Die Vereinigten Arabischen Emirate und andere Golfstaaten, die US-Stützpunkte beherbergen, bestreiten, dass ihr Land oder ihr Luftraum für militärische Operationen gegen den Iran genutzt werden.
"Dies spiegelt eine verwirrte Politik wider, die das Ziel verfehlt, ihre Richtung verloren hat und der es an Weisheit mangelt", schrieb Anwar Gargash, Berater des Präsidenten der Vereinigten Arabischen Emirate, am späten Samstag in den sozialen Medien.
Trump fordert US-Verbündete auf, Kriegsschiffe in die Straße von Hormuz zu schicken
Angesichts der weltweiten Besorgnis über die Ölpreise und -versorgung sagte US-Präsident Donald Trump am Samstag, er hoffe, dass China, Frankreich, Japan, Südkorea, Großbritannien und andere Länder Kriegsschiffe entsenden werden, um die Straße von Hormus "offen und sicher" zu halten. Großbritannien erklärte daraufhin, es diskutiere mit seinen Verbündeten "eine Reihe von Optionen", um den Schiffsverkehr zu sichern.
Der iranische Außenminister Abbas Araghchi forderte seine Nachbarn in einem Social-Media-Posting auf, "ausländische Aggressoren zu vertreiben" und bezeichnete Trumps Aufruf als "Betteln".
Am Samstag wiederholte Irans gemeinsames Militärkommando seine Drohung, mit den USA verbundene "Öl-, Wirtschafts- und Energieinfrastrukturen" in der Region anzugreifen, falls die Ölinfrastruktur der Islamischen Republik getroffen wird.
Unterdessen wurden in der Nacht Luftangriffe über Israel und dem Iran geflogen.

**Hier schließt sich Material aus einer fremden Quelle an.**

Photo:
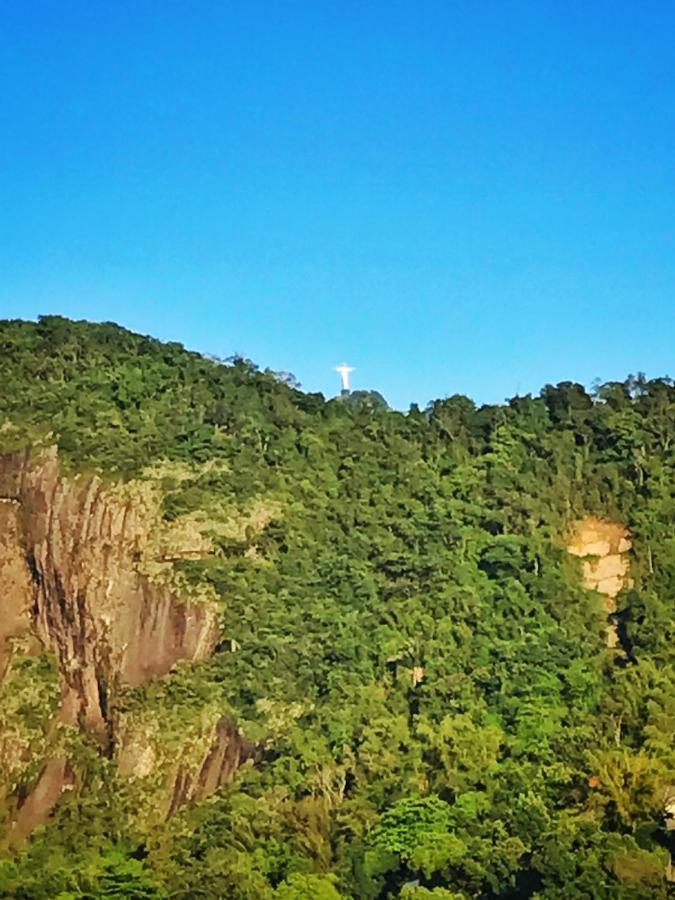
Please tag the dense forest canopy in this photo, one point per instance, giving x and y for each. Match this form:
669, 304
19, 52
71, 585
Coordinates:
404, 637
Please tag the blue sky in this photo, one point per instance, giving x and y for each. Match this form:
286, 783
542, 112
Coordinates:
472, 196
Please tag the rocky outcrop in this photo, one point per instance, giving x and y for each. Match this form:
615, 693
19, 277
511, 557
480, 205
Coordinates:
106, 622
167, 777
86, 572
604, 546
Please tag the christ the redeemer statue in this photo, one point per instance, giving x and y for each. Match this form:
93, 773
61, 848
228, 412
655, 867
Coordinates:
345, 372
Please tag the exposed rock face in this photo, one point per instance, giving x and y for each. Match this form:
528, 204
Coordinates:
17, 590
207, 759
604, 547
82, 570
105, 621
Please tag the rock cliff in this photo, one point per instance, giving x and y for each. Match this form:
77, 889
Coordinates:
86, 575
604, 546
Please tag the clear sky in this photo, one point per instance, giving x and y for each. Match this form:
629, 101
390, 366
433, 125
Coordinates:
472, 196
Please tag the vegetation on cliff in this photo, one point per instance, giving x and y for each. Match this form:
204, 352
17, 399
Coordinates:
403, 634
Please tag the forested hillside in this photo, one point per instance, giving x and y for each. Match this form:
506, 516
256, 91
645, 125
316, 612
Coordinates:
416, 680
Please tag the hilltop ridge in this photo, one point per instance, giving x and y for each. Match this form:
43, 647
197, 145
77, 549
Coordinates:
259, 644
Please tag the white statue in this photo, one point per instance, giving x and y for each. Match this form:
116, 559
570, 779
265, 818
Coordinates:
344, 371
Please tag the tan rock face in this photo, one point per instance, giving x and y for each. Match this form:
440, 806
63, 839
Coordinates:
17, 590
106, 622
87, 569
604, 547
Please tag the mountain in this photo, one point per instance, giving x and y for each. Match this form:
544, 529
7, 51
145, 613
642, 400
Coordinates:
258, 644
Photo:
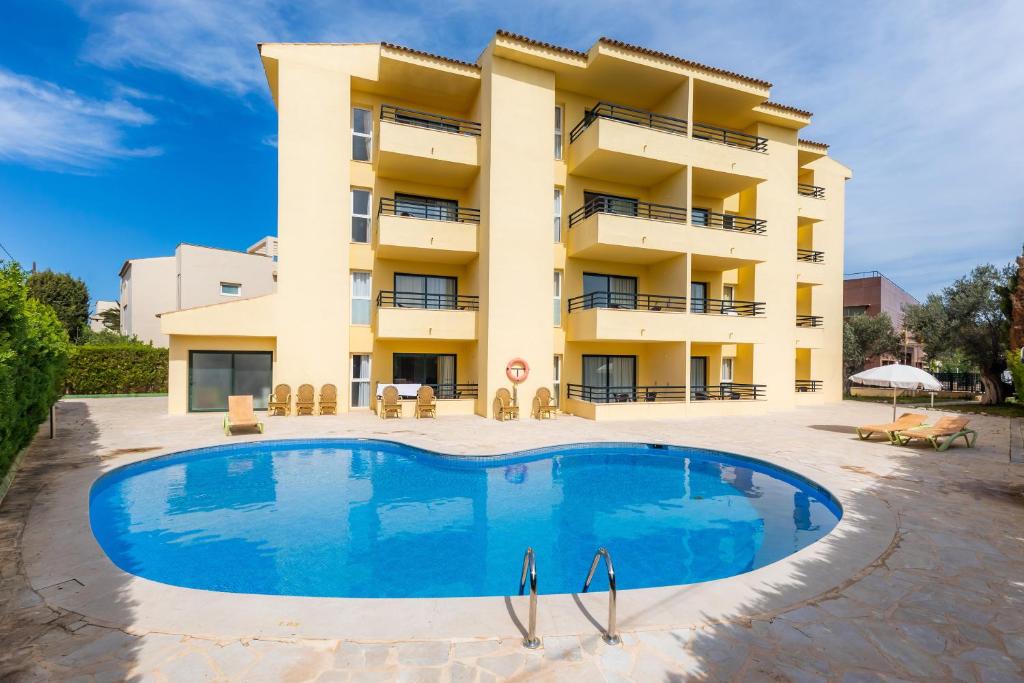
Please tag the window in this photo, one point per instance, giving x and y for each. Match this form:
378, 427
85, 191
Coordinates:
556, 381
360, 215
360, 297
558, 298
363, 131
609, 378
558, 132
558, 215
425, 291
727, 365
360, 380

Die beiden Länder führen weiterhin einen Schlagabtausch, während im Libanon direkte Zusammenstöße zwischen Israel und der Hisbollah gemeldet wurden.
Obwohl Teheran seit dem Beginn des Krieges zwischen den US-amerikanischen und israelischen Streitkräften und dem Iran am 28. Februar unter schwerem Bombardement steht, widersetzt es sich Trumps Äußerung seine militärischen Fähigkeiten seien "zu 100 %" zerstört worden.
Die Angriffe und Drohungen Irans haben den Schiffsverkehr in der Straße von Hormus fast zum Erliegen gebracht, die Erdölpreise um 40 Prozent in die Höhe schnellen lassen und die Weltwirtschaft in Aufruhr versetzt.
Nach Angaben des iranischen Gesundheitsministeriums, die nicht unabhängig überprüft werden konnten, wurden bei den Angriffen der USA und Israels mehr als 1.200 Menschen getötet.
Das US-Militär hat bisher 13 Angehörige verloren. Darunter waren sechs Personen an Bord eines Tankflugzeugs, das im Irak abgestürzt ist, ein Vorfall, der nach Angaben von US-Beamten nicht auf feindliches Feuer zurückzuführen ist.
Nach Angaben des UN-Flüchtlingshilfswerks wurden bis zu 3,2 Millionen Menschen im Iran vertrieben, die meisten von ihnen flohen aus der Hauptstadt und anderen Städten.
Nach Angaben des Pentagon wurden mehr als 15.000 Ziele im Iran von US-amerikanischen und israelischen Streitkräften getroffen.
US-Medien berichteten, dass das Pentagon das amphibische Angriffsschiff USS Tripoli und rund 2.500 Marinesoldaten in die Region entsandt hat.